Populist zu sein ist keine Schande. Das Volk muss seine Führer schon verstehen. Aber Opportunist und Populist gleichzeitig zu sein, einer, der das System ausnützt, das er zu kritisieren vorgibt, geht sich nicht einmal für den „Wunderknaben“ Kurz aus. So landet man nur im Glaubwürdigkeitsfanal, da hilft auch keine noch so ausgeklügelte Message-Control. Schon gar nicht vor der europäischen Öffentlichkeit.

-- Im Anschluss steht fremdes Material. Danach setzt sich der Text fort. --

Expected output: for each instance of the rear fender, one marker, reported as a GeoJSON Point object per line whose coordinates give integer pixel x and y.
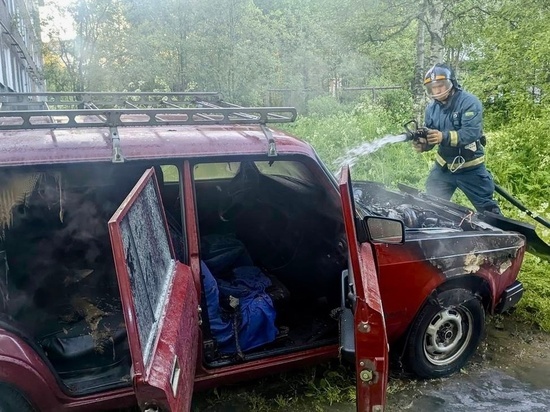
{"type": "Point", "coordinates": [23, 368]}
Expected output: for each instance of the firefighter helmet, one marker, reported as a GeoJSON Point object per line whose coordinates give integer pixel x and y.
{"type": "Point", "coordinates": [439, 81]}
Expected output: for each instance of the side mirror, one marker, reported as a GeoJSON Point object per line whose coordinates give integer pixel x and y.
{"type": "Point", "coordinates": [385, 230]}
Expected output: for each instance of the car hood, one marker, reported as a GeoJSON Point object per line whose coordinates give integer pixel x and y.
{"type": "Point", "coordinates": [425, 215]}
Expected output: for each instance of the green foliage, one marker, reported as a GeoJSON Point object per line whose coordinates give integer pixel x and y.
{"type": "Point", "coordinates": [314, 388]}
{"type": "Point", "coordinates": [534, 307]}
{"type": "Point", "coordinates": [335, 136]}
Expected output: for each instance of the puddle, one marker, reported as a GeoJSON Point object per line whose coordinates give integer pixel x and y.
{"type": "Point", "coordinates": [510, 373]}
{"type": "Point", "coordinates": [490, 389]}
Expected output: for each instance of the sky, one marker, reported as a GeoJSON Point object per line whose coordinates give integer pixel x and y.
{"type": "Point", "coordinates": [51, 10]}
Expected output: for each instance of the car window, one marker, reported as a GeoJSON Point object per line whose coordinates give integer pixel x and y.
{"type": "Point", "coordinates": [227, 170]}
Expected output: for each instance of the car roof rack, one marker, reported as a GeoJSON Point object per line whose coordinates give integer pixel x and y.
{"type": "Point", "coordinates": [62, 110]}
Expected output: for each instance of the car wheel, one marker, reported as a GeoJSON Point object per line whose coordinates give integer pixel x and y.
{"type": "Point", "coordinates": [11, 400]}
{"type": "Point", "coordinates": [445, 334]}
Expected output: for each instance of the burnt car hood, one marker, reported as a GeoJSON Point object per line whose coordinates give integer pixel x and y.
{"type": "Point", "coordinates": [425, 215]}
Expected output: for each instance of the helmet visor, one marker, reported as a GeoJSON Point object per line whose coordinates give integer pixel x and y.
{"type": "Point", "coordinates": [438, 88]}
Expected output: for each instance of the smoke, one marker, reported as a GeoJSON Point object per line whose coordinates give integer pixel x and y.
{"type": "Point", "coordinates": [353, 155]}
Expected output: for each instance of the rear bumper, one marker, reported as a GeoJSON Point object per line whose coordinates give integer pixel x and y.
{"type": "Point", "coordinates": [510, 297]}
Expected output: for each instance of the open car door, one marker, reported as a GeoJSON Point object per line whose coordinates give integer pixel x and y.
{"type": "Point", "coordinates": [159, 301]}
{"type": "Point", "coordinates": [367, 343]}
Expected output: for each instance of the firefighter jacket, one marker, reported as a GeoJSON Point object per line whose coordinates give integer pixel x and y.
{"type": "Point", "coordinates": [460, 119]}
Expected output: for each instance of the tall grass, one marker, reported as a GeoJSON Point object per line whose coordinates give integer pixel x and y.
{"type": "Point", "coordinates": [518, 157]}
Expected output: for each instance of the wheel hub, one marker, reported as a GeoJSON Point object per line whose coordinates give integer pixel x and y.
{"type": "Point", "coordinates": [447, 335]}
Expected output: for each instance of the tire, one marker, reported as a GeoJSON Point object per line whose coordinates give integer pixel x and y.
{"type": "Point", "coordinates": [445, 334]}
{"type": "Point", "coordinates": [11, 400]}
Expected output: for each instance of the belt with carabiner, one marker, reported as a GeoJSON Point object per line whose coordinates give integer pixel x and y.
{"type": "Point", "coordinates": [458, 162]}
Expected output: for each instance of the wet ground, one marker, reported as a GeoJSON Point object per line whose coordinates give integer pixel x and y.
{"type": "Point", "coordinates": [509, 373]}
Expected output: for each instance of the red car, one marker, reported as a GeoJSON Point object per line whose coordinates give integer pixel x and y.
{"type": "Point", "coordinates": [156, 244]}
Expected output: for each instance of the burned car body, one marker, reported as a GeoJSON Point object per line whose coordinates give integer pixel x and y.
{"type": "Point", "coordinates": [448, 247]}
{"type": "Point", "coordinates": [147, 252]}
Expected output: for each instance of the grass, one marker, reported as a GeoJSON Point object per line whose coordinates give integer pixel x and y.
{"type": "Point", "coordinates": [519, 170]}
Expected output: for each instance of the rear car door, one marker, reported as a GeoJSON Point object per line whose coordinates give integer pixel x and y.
{"type": "Point", "coordinates": [369, 330]}
{"type": "Point", "coordinates": [159, 300]}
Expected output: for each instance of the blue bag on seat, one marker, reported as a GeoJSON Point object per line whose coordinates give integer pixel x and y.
{"type": "Point", "coordinates": [253, 319]}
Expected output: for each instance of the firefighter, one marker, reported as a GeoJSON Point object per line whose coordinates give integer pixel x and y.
{"type": "Point", "coordinates": [454, 121]}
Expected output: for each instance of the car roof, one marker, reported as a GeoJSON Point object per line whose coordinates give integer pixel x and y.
{"type": "Point", "coordinates": [34, 137]}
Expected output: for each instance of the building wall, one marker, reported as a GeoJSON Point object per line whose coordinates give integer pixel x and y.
{"type": "Point", "coordinates": [20, 47]}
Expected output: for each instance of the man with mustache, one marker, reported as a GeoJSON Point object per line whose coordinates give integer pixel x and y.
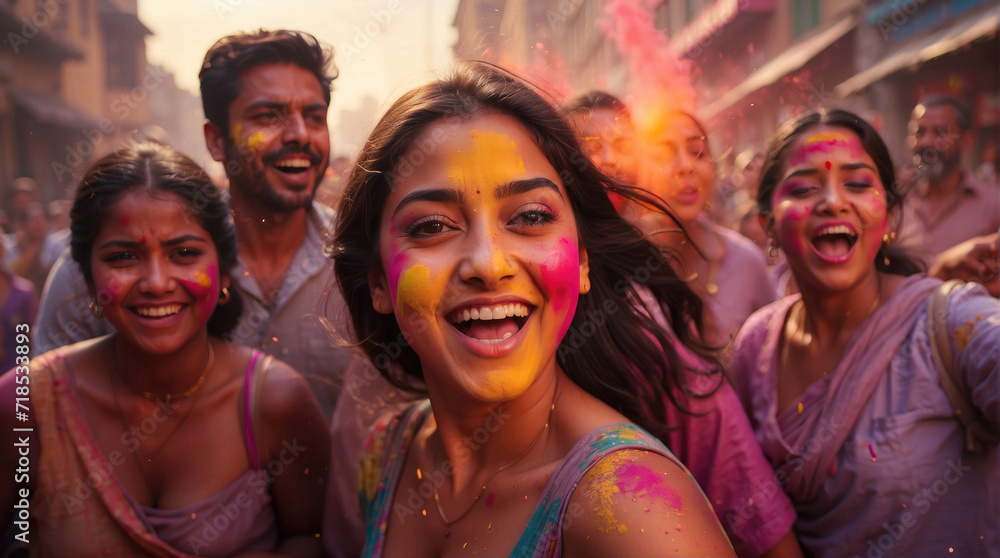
{"type": "Point", "coordinates": [947, 204]}
{"type": "Point", "coordinates": [265, 96]}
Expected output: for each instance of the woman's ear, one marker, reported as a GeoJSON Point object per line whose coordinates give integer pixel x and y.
{"type": "Point", "coordinates": [381, 301]}
{"type": "Point", "coordinates": [584, 271]}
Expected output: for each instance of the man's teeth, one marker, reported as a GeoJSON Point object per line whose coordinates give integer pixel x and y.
{"type": "Point", "coordinates": [159, 311]}
{"type": "Point", "coordinates": [506, 336]}
{"type": "Point", "coordinates": [497, 312]}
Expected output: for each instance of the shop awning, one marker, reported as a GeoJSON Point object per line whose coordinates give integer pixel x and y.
{"type": "Point", "coordinates": [919, 51]}
{"type": "Point", "coordinates": [51, 110]}
{"type": "Point", "coordinates": [787, 62]}
{"type": "Point", "coordinates": [710, 21]}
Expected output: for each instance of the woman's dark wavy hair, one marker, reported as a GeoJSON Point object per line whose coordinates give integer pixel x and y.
{"type": "Point", "coordinates": [613, 349]}
{"type": "Point", "coordinates": [154, 168]}
{"type": "Point", "coordinates": [788, 133]}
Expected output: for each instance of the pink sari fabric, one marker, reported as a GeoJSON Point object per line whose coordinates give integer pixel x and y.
{"type": "Point", "coordinates": [79, 509]}
{"type": "Point", "coordinates": [871, 455]}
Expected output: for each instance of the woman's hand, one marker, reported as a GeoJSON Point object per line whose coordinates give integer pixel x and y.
{"type": "Point", "coordinates": [297, 458]}
{"type": "Point", "coordinates": [974, 260]}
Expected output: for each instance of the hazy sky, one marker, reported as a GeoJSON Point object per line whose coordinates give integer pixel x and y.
{"type": "Point", "coordinates": [378, 52]}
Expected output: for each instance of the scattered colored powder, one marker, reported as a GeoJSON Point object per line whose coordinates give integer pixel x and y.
{"type": "Point", "coordinates": [256, 140]}
{"type": "Point", "coordinates": [643, 481]}
{"type": "Point", "coordinates": [603, 487]}
{"type": "Point", "coordinates": [826, 142]}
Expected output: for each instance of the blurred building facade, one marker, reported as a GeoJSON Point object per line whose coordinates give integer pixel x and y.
{"type": "Point", "coordinates": [756, 63]}
{"type": "Point", "coordinates": [75, 84]}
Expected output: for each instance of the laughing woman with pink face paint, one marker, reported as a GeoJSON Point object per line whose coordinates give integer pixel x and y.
{"type": "Point", "coordinates": [162, 439]}
{"type": "Point", "coordinates": [494, 274]}
{"type": "Point", "coordinates": [843, 383]}
{"type": "Point", "coordinates": [725, 268]}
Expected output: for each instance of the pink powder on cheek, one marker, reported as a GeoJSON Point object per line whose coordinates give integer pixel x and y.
{"type": "Point", "coordinates": [203, 288]}
{"type": "Point", "coordinates": [108, 286]}
{"type": "Point", "coordinates": [560, 278]}
{"type": "Point", "coordinates": [642, 481]}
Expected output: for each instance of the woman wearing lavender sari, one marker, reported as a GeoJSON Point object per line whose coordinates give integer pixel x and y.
{"type": "Point", "coordinates": [840, 381]}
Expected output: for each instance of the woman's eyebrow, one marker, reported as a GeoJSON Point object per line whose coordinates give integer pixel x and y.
{"type": "Point", "coordinates": [446, 195]}
{"type": "Point", "coordinates": [521, 186]}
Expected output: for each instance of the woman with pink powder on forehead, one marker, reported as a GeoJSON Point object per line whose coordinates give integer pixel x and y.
{"type": "Point", "coordinates": [841, 382]}
{"type": "Point", "coordinates": [490, 269]}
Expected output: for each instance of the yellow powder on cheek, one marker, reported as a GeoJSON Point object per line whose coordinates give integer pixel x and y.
{"type": "Point", "coordinates": [236, 134]}
{"type": "Point", "coordinates": [256, 140]}
{"type": "Point", "coordinates": [415, 290]}
{"type": "Point", "coordinates": [490, 160]}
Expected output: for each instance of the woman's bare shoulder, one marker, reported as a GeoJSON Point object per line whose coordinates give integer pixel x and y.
{"type": "Point", "coordinates": [641, 503]}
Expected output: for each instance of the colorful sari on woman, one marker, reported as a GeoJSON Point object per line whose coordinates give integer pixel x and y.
{"type": "Point", "coordinates": [872, 455]}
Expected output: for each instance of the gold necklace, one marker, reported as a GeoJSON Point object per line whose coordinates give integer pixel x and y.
{"type": "Point", "coordinates": [187, 393]}
{"type": "Point", "coordinates": [711, 284]}
{"type": "Point", "coordinates": [800, 322]}
{"type": "Point", "coordinates": [437, 497]}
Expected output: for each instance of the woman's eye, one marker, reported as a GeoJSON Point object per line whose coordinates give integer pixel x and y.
{"type": "Point", "coordinates": [534, 217]}
{"type": "Point", "coordinates": [187, 253]}
{"type": "Point", "coordinates": [428, 226]}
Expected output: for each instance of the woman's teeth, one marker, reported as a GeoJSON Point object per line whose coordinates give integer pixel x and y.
{"type": "Point", "coordinates": [497, 312]}
{"type": "Point", "coordinates": [159, 311]}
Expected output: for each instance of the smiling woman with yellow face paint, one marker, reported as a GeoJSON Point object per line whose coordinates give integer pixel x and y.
{"type": "Point", "coordinates": [485, 270]}
{"type": "Point", "coordinates": [841, 382]}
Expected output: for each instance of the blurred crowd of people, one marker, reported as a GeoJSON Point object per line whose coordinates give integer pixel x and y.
{"type": "Point", "coordinates": [516, 326]}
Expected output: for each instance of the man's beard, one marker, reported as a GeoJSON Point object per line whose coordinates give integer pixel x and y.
{"type": "Point", "coordinates": [255, 183]}
{"type": "Point", "coordinates": [935, 165]}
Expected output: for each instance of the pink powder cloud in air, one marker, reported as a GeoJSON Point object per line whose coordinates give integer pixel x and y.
{"type": "Point", "coordinates": [660, 82]}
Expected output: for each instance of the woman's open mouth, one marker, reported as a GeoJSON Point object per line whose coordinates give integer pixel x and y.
{"type": "Point", "coordinates": [490, 324]}
{"type": "Point", "coordinates": [835, 242]}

Die Marke Kurz ist ruiniert, in Wien wie in Brüssel. Die Auslandspresse hat ihr Urteil über Kurz und seine Volten rund um den letzten EU-Gipfel zur Verteilung von Impfstoffen gefällt. In Wien posierte der Kanzler als Robin Hood jener Länder, die am innereuropäischen Ampullen-Basar zu kurz gekommen waren. In Brüssel drohte er mit Blockaden, sollte Österreich nicht auch eine Extra-Lieferung bekommen. Dabei gehört die Republik gar nicht zu den Benachteiligten.
Die Marke Kurz ist ruiniert, in Wien wie in Brüssel.
In Österreich liegt Kurz in Umfragen noch vorn, gleichzeitig ist die Meinung aber gespalten, ob er zurücktreten soll, wenn Anklage wegen Falschaussage vor dem Parlament gegen ihn erhoben wird. Das Ausmaß des Frevels muss erst sickern. Kurz hat bereits angekündigt, weiterregieren zu wollen, selbst wenn er verurteilt wird.
In Wien halten Beobachter auch Neuwahlen als Flucht nach vorne für nicht ausgeschlossen. Schon wieder wählen, noch dazu, wenn der Parteichef vor Gericht steht? Offenbar nimmt sich Kurz ein Vorbild an seinem väterlichen Mentor, Israels Premier Benjamin „Bibi“ Netanjahu. Hauptsache, man bleibt an den Schalthebeln. Netanjahu ist seit 2009 Premier und hat sein Amt seitdem in vier (!) vorgezogenen Neuwahlen verteidigt: 2013, 2015, 2019 und 2020. Er stand 2020 wegen Betrugs, Untreue und Bestechlichkeit vor Gericht, dagegen wirkt die drohende Anzeige wegen Falschaussage im U-Ausschuss gegen Kurz wie ein Lausbubenvergehen.
Marketing statt Politik, Postenschacher statt Reformen, Zynismus statt christliche Soziallehre: Will Kurz nicht als jüngster Altpolitiker in die politische Zeitgeschichte eingehen, müsste er sich spätestens im Wahlkampf für Neuwahlen neu erfinden. Dass er unglaublich wandelbar sein kann, hat er in den letzten vier Jahren bewiesen. Dass er auf Stimmungen zu surfen versteht, auch. Fehlen nur noch Haltung und Substanz.